Ask for the Nation
Leah Ramirez
Exodus 2
16 Now the priest of Midian had seven daughters, and they came and drew water and filled the troughs to water their father’s flock. 17 The shepherds came and drove them away, but Moses stood up and saved them, and watered their flock. 18 When they came home to their father Reuel, he said, “How is it that you have come home so soon today?” 19 They said, “An Egyptian delivered us out of the hand of the shepherds and even drew water for us and watered the flock.”
40 years before God met Moses in the burning bush, calling him out of obscurity and into a national deliverance ministry, Moses knew he was a deliverer. Deep, deep down, like a fire shut up in his bones, Moses was already trying to be who he knew he was.
Raised as a son in Pharaoh’s house, Moses couldn’t bear the suffering of the Israelites in Egypt. He reacted passionately, striking down an Egyptian man mistreating an Israelite and burying the body. Fearing discovery, Moses fled for his life into the wilderness.
In the desert, another act of injustice caught Moses’ attention, and he stepped in to help a family in need. They welcomed him, and this family would become his own.
Moses knew he was a deliverer, called to act in the face of injustice. This identity wasn’t born at the burning bush; it was already within him, but there were other things mixed in too.
To cleanse Moses from the “other stuff,” God led him into the wilderness—a process that wasn’t easy or quick. There, God killed his self-reliant ideas and false identity, stripping away idols and distorted dependencies.

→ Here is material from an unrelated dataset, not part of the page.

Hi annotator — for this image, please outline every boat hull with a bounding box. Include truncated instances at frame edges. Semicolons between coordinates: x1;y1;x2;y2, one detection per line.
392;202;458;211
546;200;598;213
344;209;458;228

Before becoming a deliverer for Israel, Moses needed deliverance from Egypt. The wilderness was God’s chosen place for transformation. It’s where ideas and interpretations end, leaving only fellowship—with God and within ourselves. And that’s more than enough.
God’s eventual call would come 40 years later, at the burning bush, when He summoned Moses to deliver Israel from Egyptian bondage.
Why the wilderness? Only those who’ve been delivered can set others free. So, if God has driven you to a solitary place, let Him work in you. Stay still. Stay quiet. He’s in the whispers, in the seemingly overlooked things, in it all.
God is raising men and women who will endure the process, emerging free, clean, and ready. Devoted ones who won’t despise the Lord’s dealings, but humbly trust the One who loves us best and most.
If you find yourself in that solitary place today, trust the process. The Lord sees the end from the beginning. Keep saying yes. Yes. Yes. And again, yes.